Morgan Stanley Partner Eyes Bank Charter
Zerohash, a digital asset infrastructure partner of Morgan Stanley, is seeking a national trust bank charter from the OCC. The move signals a major step toward deeply integrating crypto custody and settlement into the traditional finance ecosystem, potentially creating demand for new low-latency infrastructure to support regulated digital asset trading at scale.
A national trust bank charter from the OCC would allow Zerohash to provide digital asset custody, staking, and stablecoin management under a single federal framework, replacing the complex patchwork of state-by-state money transmitter licenses. This move follows a similar application by Morgan Stanley itself for a "Morgan Stanley Digital Trust". Zerohash is part of a significant wave of crypto and fintech firms seeking federal charters.

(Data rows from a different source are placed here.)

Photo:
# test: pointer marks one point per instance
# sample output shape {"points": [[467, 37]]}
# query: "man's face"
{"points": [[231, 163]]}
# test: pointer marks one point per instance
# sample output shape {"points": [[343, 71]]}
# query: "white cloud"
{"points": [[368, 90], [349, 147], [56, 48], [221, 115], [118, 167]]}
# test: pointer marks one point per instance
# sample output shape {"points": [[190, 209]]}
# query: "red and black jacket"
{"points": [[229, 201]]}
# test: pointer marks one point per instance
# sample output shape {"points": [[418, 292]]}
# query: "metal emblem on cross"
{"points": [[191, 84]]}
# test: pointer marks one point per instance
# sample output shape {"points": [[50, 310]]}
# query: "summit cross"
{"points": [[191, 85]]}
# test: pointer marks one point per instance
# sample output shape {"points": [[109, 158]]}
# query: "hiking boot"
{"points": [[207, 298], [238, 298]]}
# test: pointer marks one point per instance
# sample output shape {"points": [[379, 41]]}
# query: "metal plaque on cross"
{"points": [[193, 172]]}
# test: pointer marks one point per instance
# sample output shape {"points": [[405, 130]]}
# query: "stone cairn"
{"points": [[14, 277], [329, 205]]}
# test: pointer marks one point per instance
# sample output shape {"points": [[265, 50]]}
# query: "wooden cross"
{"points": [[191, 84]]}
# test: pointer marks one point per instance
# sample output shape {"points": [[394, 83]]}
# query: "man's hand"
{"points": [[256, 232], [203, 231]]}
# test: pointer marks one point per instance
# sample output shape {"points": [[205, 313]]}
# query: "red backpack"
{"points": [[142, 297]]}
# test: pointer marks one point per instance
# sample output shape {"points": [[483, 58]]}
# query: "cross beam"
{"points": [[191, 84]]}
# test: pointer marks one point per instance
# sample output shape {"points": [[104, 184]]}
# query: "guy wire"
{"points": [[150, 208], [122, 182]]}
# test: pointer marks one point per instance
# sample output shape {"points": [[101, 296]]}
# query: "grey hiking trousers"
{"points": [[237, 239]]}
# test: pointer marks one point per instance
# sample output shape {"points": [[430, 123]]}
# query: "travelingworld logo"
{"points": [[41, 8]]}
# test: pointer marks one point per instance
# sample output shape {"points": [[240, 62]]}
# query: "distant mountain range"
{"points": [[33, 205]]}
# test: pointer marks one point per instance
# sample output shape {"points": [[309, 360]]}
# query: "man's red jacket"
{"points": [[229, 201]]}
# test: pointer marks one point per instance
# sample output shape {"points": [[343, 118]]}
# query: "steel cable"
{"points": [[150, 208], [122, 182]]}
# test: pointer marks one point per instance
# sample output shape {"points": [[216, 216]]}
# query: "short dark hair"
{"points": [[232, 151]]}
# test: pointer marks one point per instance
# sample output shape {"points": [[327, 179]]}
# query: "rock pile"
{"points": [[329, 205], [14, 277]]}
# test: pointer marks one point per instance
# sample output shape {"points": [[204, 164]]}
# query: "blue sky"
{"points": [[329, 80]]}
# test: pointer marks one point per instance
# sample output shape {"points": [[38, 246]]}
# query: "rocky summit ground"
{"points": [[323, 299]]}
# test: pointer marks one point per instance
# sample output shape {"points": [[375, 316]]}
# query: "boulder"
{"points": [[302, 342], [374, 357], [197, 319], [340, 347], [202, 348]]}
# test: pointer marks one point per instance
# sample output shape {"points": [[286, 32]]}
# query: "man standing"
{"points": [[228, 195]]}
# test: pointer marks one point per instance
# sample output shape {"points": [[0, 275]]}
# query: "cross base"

In late 2025 and early 2026, the OCC granted conditional approvals to major players like Circle, Ripple, Paxos, BitGo, and Fidelity Digital Assets, signaling a major regulatory shift. The partnership between Morgan Stanley and Zerohash is already established, aiming to launch crypto trading for E*Trade clients with assets like Bitcoin, Ether, and Solana. Jed Finn, Morgan Stanley's Head of Wealth Management, has stated that blockchain-based infrastructure is "here to stay." This deeper integration of regulated crypto settlement demands significant infrastructure modernization to handle institutional-grade speed and volume. The difference between profit and loss in these markets is often measured in nanoseconds, not milliseconds. To achieve this, firms are moving beyond traditional CPU-based systems, which are hampered by kernel-level processing delays. Kernel bypass techniques, using libraries like DPDK and OpenOnload, allow trading applications to interact directly with network hardware, drastically cutting latency. Field-Programmable Gate Arrays (FPGAs) represent the next frontier, moving trading logic directly into hardware. This approach eliminates software-induced delays entirely, achieving deterministic, nanosecond-level performance for market data processing and order execution. While this charter positions Zerohash for growth, it faces a competitive custody landscape with established players like Fireblocks, Coinbase Custody, and BitGo also vying for institutional clients. The OCC's push to grant these charters has not been without controversy. Banking trade groups have voiced strong opposition, raising concerns about the OCC's "unfettered discretion" and the potential risks of these new types of financial entities.